El Instituto de Biotecnología y Biomedicina (IBB) de la UAB ha generado el mayor conjunto de datos abierto sobre proteínas implicadas en la separación de fases líquido-líquido. La investigación, publicada en Genome Biology, sienta las bases para mejorar las predicciones bioinformáticas y el estudio de enfermedades asociadas.

Existen muchas proteínas que tienen la capacidad de reorganizarse espontáneamente dentro de las células para formar condensados moleculares (estructuras intracelulares sin membrana compuestas por una o múltiples proteínas) mediante un proceso conocido como separación por fases líquido-líquido (LLPS por las siglas en inglés).

En la imagen, el equipo de investigación del Instituto de Biotecnología y Biomedicina (IBB) de la UAB

Este proceso biológico es clave, ya que permite a las proteínas organizarse, interactuar y funcionar de manera eficiente y regulada en el entorno celular. Cuando este mecanismo falla, pueden aparecer enfermedades neurodegenerativas, cánceres o trastornos del desarrollo.

Ante esta realidad, un equipo de investigación del Instituto de Biotecnología y Biomedicina (IBB) de la Universidad Autónoma de Barcelona (UAB) ha creado ahora el conjunto de datos más exhaustivo y fiable de proteínas que participan en la LLPS. Esta propuesta ofrece un protocolo que permite superar las limitaciones de los algoritmos que se han desarrollado hasta ahora para obtener modelos predictivos, en los que han identificado carencias que impiden analizar los datos de manera conjunta y precisa.

El estudio, publicado en la revista Genome Biology, ha sido liderado por Salvador Ventura, catedrático del Departamento de Bioquímica y Biología Molecular de la UAB y director del Instituto de Investigación e Innovación Parc Taulí (I3PT-CERCA); Michał Burdukiewicz, investigador María Zambrano del IBB y director del grupo de bioinformática de la Universidad Médica de Białystok (Polonia), y Carlos Pintado Grima, investigador del IBB y primer autor del trabajo.

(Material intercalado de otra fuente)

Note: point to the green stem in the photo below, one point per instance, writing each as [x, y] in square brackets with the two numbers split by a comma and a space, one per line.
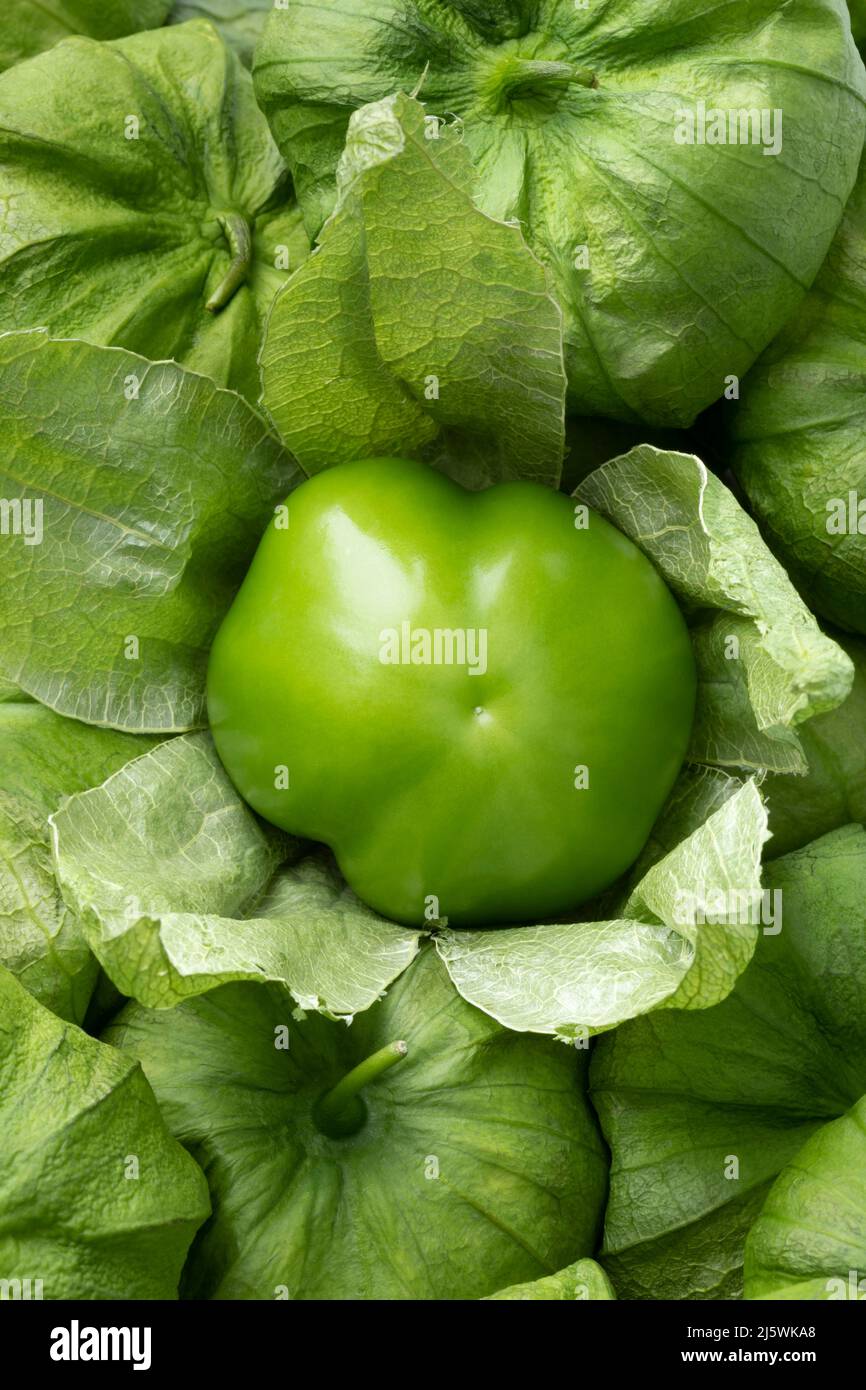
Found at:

El equipo de investigación ha clasificado con precisión los dos grandes tipos de proteínas implicadas en la LLPS: las que pueden formar los condensados por sí mismas (drivers) y las que solo forman parte de ellos (clientes). Además, han desarrollado el primer conjunto estándar de proteínas que no participan en este proceso, que comprende tanto proteínas con estructuras definidas como proteínas desordenadas.

Salvador Ventura, que coordina también el grupo de investigación Plegamiento de Proteínas y Enfermedades Conformacionales en el IBB, afirma que es «un elemento clave para entrenar sistemas de inteligencia artificial de manera justa y eficaz».

Para validar su trabajo, los científicos han investigado rasgos fisicoquímicos específicos implicados en la LLPS en diferentes subconjuntos de secuencias proteicas y han identificado diferencias significativas entre ellas. Asimismo, han evaluado la predicción de LLPS en dieciséis herramientas bioinformáticas existentes, lo que supone la comparación más exhaustiva realizada hasta el momento.

El conjunto de datos generados en el estudio permite asociar de manera precisa el papel de una determinada proteína en la LLPS. En total, los investigadores han clasificado 2.876 proteínas diferentes. «Los datos que hemos generado han sido creados para garantizar la fiabilidad y la interoperabilidad entre ellos, a partir de criterios estandarizados para su selección y categorización. Hasta ahora no teníamos suficientes datos de confianza para hacer predicciones meticulosas. Con este nuevo recurso, abrimos la puerta a desarrollar nuevas herramientas computacionales más precisas», apunta Salvador Ventura.

Los conjuntos de datos y todas las herramientas asociadas del estudio están disponibles en abierto en llpsdatasets.ppmclab.com.